Sneak a peek at Smile! Click here to preview some pages from the book, or click below to watch the trailer!

About the Author
Raina Telgemeier grew up in San Francisco, but made her way to New York City when she was 22 to attend the School of Visual Arts as an Illustration and Cartooning student. She received her BFA in 2002, and has worked as a freelance artist ever since. Her comics have been nominated for numerous awards, including the Eisner, Ignatz, Cybil, and Web Cartoonists' Choice awards. Raina lives in Queens, NY, with her husband, Dave Roman.

Related Posts:
What Makes You Smile?
The Baby-Sitters Club Graphix by Ann M. Martin and Raina Telgemeier
Interview: Raina Telgemeier

Many thanks to Whitney Matheson from USA TODAY's Pop Candy blog for posting about the Smile giveaway. (link)


Posted by: Little Willow (slayground)
Posted at: March 3rd, 2010 03:39 am (UTC)

Cassi’s Dental Drama

I was born without my adult lateral incisors. Because of this, my canines moved forward and took their place, which, in my 10-year-old mind, made me look like a vampire. I was known as the “girl with the weird teeth” because of my tragic smile. Needless to say, school picture day made me extremely miserable.

It wasn’t until I was in my second year of university that my father and I decided that I would get my teeth fixed. I was so excited that I endured three agonizing days of spacers (which I wore during the only professional theatre gig I ever landed) without picking any of them out. My orthodontist assured me that I would have braces for less than a year, and because of this, I dealt with them with little complaint – unless there was a camera in the room. I soon morphed into the “girl who never smiled”, embarrassed to have my metal-mouth immortalized in any way. The braces were merely something to be tolerated until I had my perfect smile.

As is the way of orthodontics, my braces stayed on for one and a half years longer than expected. By this time my canines had been pushed all the way back where they belonged, and left giant gaps where my incisor implants would go. When my braces came off, I looked in the mirror and immediately cried. The vampire had been replaced with Bugs Bunny. A retainer with false teeth was quickly made for me, and it practically never left my mouth. There was no need for anyone to tell me to wear it all of the time because it felt so good to have a normal-looking smile. The retainer gave me a decided lisp and it had to be removed when I was singing. A photo of me was taken without it and I quickly became “gap-tooth girl”.

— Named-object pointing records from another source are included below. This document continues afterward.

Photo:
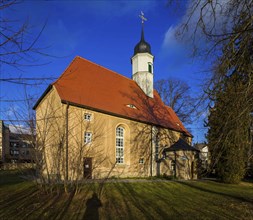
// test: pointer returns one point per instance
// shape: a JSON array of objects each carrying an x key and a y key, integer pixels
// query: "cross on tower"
[{"x": 142, "y": 17}]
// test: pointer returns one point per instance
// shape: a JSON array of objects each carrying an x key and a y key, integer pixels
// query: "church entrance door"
[{"x": 87, "y": 168}]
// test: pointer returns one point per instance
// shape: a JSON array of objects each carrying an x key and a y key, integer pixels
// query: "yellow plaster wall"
[{"x": 139, "y": 142}]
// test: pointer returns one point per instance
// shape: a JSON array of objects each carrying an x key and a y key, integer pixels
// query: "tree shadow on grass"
[
  {"x": 239, "y": 198},
  {"x": 92, "y": 207}
]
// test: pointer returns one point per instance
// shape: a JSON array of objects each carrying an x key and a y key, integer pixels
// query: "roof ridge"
[
  {"x": 120, "y": 75},
  {"x": 72, "y": 61}
]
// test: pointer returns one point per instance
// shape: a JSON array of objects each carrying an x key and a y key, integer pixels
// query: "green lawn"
[{"x": 20, "y": 199}]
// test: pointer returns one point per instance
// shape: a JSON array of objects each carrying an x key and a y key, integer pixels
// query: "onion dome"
[{"x": 142, "y": 46}]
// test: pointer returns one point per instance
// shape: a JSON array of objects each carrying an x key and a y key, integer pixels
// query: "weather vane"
[{"x": 142, "y": 17}]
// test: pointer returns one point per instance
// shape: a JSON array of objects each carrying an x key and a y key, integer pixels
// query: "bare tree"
[
  {"x": 225, "y": 29},
  {"x": 177, "y": 94}
]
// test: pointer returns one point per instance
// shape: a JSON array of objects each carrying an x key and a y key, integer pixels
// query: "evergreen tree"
[{"x": 232, "y": 95}]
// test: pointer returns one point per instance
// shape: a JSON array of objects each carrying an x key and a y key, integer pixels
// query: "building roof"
[
  {"x": 91, "y": 86},
  {"x": 180, "y": 145}
]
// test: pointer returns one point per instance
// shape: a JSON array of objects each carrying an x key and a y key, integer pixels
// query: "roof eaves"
[
  {"x": 118, "y": 115},
  {"x": 43, "y": 95}
]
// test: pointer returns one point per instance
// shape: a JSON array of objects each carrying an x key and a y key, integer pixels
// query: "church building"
[{"x": 95, "y": 123}]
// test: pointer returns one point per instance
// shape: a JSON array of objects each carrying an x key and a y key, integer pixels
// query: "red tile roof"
[{"x": 89, "y": 85}]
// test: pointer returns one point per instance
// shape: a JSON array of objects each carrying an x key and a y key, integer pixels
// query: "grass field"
[{"x": 20, "y": 199}]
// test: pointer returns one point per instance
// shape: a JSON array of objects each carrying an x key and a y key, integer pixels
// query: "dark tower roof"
[{"x": 142, "y": 46}]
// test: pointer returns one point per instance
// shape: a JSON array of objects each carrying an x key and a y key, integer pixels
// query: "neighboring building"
[
  {"x": 15, "y": 147},
  {"x": 95, "y": 123}
]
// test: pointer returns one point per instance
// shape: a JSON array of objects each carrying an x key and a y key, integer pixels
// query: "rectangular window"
[
  {"x": 150, "y": 67},
  {"x": 87, "y": 137},
  {"x": 87, "y": 117},
  {"x": 120, "y": 145}
]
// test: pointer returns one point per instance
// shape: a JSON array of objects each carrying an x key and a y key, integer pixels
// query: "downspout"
[
  {"x": 67, "y": 141},
  {"x": 175, "y": 167},
  {"x": 151, "y": 153}
]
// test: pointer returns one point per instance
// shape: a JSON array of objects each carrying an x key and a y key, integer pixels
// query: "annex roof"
[
  {"x": 89, "y": 85},
  {"x": 180, "y": 145}
]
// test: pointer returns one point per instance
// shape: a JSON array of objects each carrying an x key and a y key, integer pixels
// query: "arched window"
[{"x": 120, "y": 145}]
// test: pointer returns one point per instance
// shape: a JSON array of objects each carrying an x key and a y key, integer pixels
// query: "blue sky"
[{"x": 104, "y": 32}]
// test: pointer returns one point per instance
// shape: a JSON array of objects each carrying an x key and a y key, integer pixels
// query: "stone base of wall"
[{"x": 16, "y": 166}]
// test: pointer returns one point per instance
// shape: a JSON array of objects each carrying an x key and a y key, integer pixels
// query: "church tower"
[{"x": 142, "y": 64}]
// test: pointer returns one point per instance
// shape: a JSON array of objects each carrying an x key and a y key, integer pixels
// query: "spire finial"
[{"x": 142, "y": 18}]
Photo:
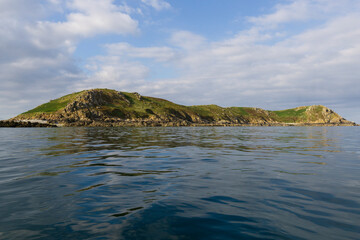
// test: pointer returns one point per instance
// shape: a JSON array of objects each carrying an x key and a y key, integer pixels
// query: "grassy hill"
[{"x": 105, "y": 107}]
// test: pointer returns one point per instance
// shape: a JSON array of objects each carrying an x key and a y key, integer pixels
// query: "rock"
[{"x": 137, "y": 95}]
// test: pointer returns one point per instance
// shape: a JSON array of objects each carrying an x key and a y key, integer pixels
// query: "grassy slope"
[
  {"x": 149, "y": 106},
  {"x": 54, "y": 105}
]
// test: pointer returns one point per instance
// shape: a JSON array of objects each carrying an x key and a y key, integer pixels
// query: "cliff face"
[{"x": 104, "y": 107}]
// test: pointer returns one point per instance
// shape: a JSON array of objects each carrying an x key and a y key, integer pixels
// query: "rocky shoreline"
[
  {"x": 24, "y": 124},
  {"x": 144, "y": 123}
]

My implants were put in a few months after my braces came off. A few months after that, the crowns were screwed on. My mouth was purple with bruises and blood, but I finally had the smile I had always wanted. The false teeth were sawed off my retainer and I was told to keep wearing it nightly but I rarely took it off my bedside table. It felt too good to rub my tongue along the back of my top teeth and feel no lumps, sharp metal or spaces. Now after years of torture I find myself with a perfect smile. I am no longer known as anything other than “Cassi”, which suits me fine.

My little brother is about to start the same dental adventure. He was born without five teeth and has extensive tooth decay due to asthma medication. I can only hope that he will experience minimal pain, and that the end results will be worth the years of effort. But you’d better believe I’ll be calling him “the boy with the braces” until he’s done.


Thank you for the consideration. I've enjoyed reading Smile since it was updated weekly on Raina's web site!